Il suo difetto consiste nella natura spuria dellʼopera: non è una biografia, perché cʼè troppo di romanzato, cominciando dal brillante espediente letterario di Kierkegaard morente; non è una sintesi del pensiero del filosofo danese, anche se spesso Dalager si inoltra nellʼillustrazione dei principali scritti, e ciò rende il racconto prolisso e complesso; non è un romanzo, perché è carente lʼanalisi psicologica del protagonista e i personaggi sono appiattiti nella loro dimensione storica.

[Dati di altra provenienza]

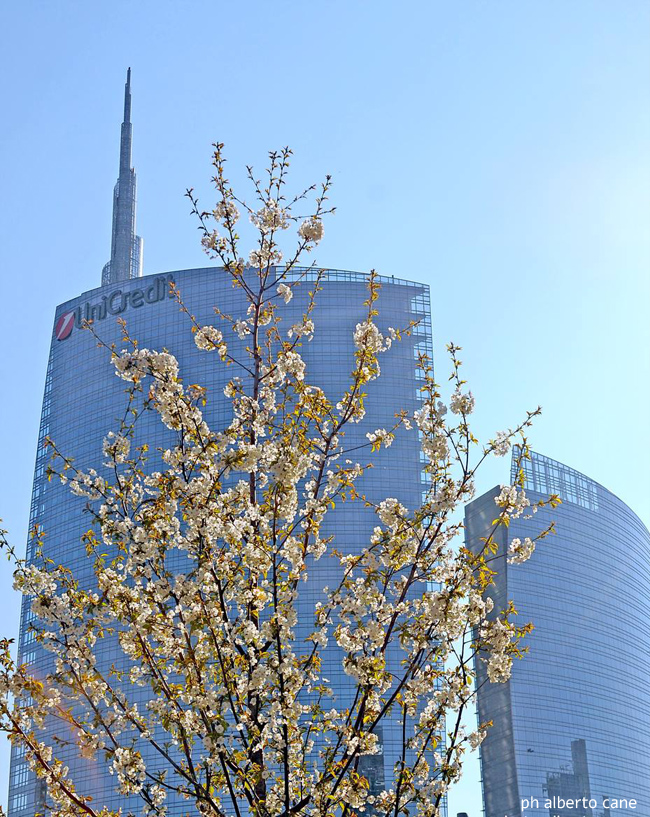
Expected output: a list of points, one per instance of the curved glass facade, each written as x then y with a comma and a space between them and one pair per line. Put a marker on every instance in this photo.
573, 722
84, 399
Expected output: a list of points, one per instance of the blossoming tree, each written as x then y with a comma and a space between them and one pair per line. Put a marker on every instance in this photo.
239, 718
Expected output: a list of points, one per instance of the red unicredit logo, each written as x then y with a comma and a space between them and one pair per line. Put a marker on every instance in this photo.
64, 326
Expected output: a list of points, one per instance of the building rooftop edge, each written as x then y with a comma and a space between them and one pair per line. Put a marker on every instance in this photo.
136, 282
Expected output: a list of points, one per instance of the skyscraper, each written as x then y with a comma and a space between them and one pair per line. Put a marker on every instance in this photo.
83, 400
126, 246
573, 722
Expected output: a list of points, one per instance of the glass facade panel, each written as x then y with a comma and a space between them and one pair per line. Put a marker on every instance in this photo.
573, 722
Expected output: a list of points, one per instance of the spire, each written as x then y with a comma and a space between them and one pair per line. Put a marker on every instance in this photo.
126, 246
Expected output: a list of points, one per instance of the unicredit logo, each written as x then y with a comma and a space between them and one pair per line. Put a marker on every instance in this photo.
64, 326
114, 303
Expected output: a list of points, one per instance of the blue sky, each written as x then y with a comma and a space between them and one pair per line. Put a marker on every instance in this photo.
499, 151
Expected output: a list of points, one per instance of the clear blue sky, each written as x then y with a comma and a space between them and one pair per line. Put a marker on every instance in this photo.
498, 150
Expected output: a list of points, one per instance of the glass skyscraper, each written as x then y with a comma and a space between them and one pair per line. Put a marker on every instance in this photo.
83, 400
573, 722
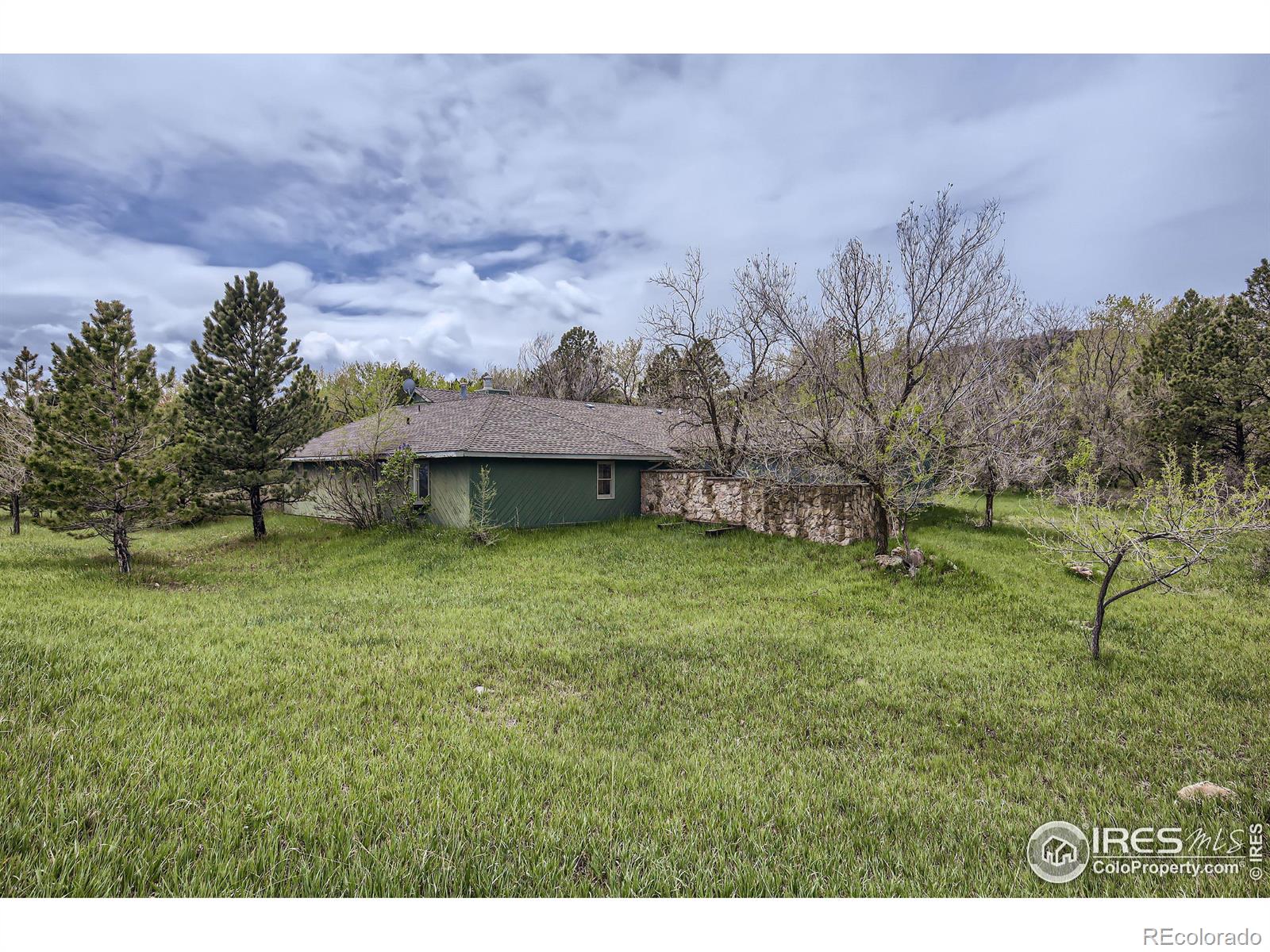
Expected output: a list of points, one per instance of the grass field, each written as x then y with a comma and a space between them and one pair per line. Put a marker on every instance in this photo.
606, 710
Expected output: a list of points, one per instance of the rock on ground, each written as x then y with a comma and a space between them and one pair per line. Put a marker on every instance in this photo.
1204, 790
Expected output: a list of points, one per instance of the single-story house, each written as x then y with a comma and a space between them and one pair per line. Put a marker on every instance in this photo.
552, 463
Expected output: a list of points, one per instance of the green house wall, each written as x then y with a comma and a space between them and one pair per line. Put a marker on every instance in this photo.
448, 484
531, 493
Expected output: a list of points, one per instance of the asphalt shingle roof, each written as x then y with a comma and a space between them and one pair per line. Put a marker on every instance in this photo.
495, 424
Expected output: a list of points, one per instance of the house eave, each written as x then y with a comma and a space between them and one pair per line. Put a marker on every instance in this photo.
451, 455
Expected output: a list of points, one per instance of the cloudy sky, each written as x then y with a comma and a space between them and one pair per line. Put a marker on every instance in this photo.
448, 209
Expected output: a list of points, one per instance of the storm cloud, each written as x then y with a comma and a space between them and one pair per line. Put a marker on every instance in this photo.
448, 209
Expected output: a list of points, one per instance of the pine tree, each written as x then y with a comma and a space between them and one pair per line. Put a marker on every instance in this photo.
1206, 362
22, 382
249, 399
101, 459
660, 380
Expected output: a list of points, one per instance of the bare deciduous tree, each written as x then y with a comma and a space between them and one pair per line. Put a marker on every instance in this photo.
1168, 527
1010, 428
884, 359
626, 362
1103, 404
23, 384
351, 489
17, 435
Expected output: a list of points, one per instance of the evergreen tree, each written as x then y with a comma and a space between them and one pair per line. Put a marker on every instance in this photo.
101, 459
1250, 317
249, 399
22, 382
660, 378
25, 380
1206, 365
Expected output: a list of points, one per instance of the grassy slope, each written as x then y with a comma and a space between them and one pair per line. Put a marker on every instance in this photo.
664, 714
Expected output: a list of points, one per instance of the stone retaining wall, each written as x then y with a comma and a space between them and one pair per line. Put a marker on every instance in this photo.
835, 514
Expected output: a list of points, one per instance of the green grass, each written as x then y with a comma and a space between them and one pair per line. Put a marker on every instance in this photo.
664, 714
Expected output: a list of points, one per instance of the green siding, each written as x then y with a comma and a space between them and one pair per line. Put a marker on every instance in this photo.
529, 492
448, 488
558, 492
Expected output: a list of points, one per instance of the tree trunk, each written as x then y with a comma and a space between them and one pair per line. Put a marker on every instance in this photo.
882, 526
122, 554
1096, 639
257, 513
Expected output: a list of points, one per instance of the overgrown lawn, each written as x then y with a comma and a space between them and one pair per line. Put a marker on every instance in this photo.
609, 710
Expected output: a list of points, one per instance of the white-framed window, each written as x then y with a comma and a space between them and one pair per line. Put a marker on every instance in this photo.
603, 480
419, 479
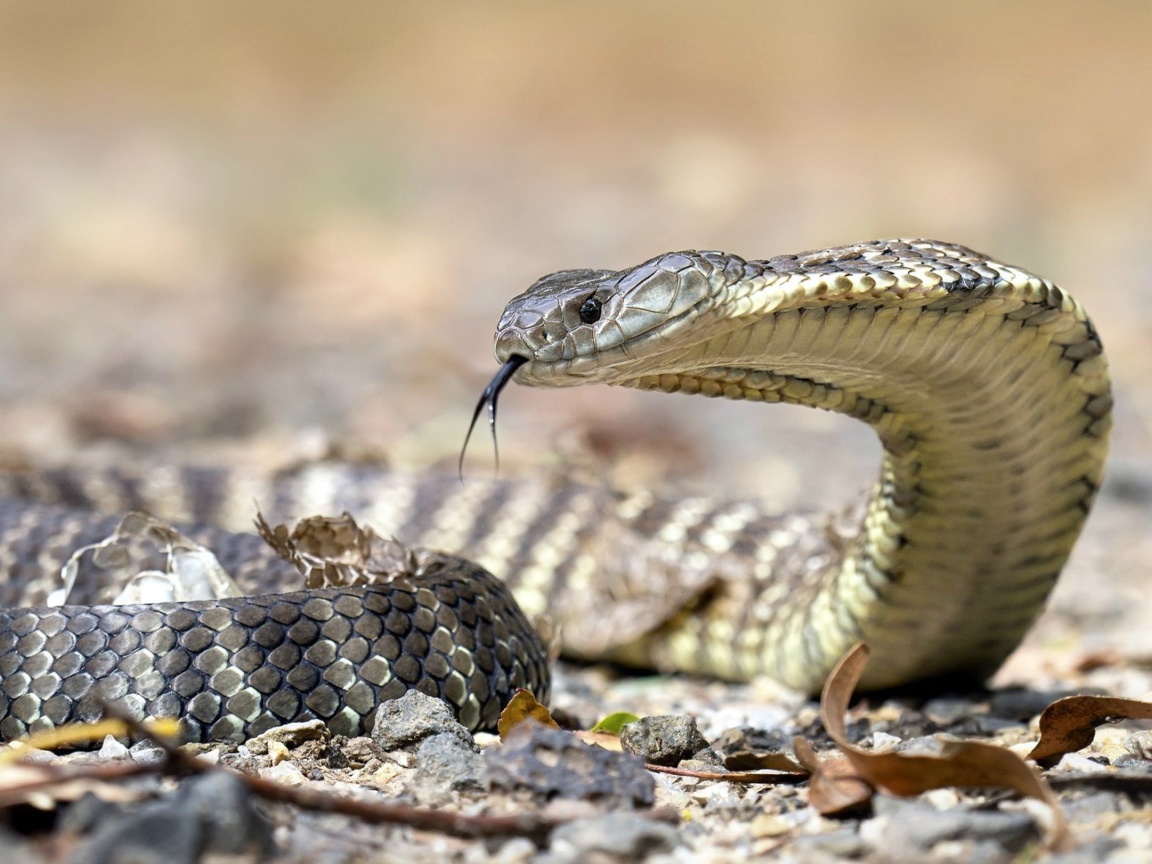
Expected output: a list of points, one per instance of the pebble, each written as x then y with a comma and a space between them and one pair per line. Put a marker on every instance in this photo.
209, 815
907, 826
403, 724
112, 749
445, 764
547, 764
288, 736
286, 773
664, 740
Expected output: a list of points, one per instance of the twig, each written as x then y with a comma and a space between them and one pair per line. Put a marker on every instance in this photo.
734, 777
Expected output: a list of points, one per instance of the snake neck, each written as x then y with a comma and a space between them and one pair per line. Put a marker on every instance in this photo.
993, 422
987, 388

In particolare non è approfondito un tema di grande interesse: dalla narrazione emerge come Kierkegaard rimpianga le scelte compiute, in particolare la rottura del fidanzamento con Regine.
Voler scegliere crea angoscia ed è meglio farsi trascinare dagli avvenimenti, ciò è parte del pensiero del filosofo danese.
Ma perché Kierkegaard ha compiuto certe scelte, che poi in qualche modo percepisce come sbagliate per la sua felicità ? Che cosa gli ha impedito di dare concretezza allʼamore per Regine ? Gli era sufficiente fantasticare e scriverne, come fece nel Diario del Seduttore, peraltro senza alcun rispetto per Regine ? Non cʼè in Kierkegaard un narcisistico desiderio di manipolazione e di compiaciuta superiorità che lo rende più simile ad un cinico seduttore che alla nobile figura morale che pretenderebbe di essere ? Sarebbe stato interessante indagare questi aspetti del carattere e della vita di Kierkegaard, perché ne sarebbe risultata una personalità ben più complessa di quella che emerge da questo romanzo.

Perché non leggerlo ? Non è unʼ introduzione a Kierkegaard, è una via di mezzo che lascia insoddisfatti.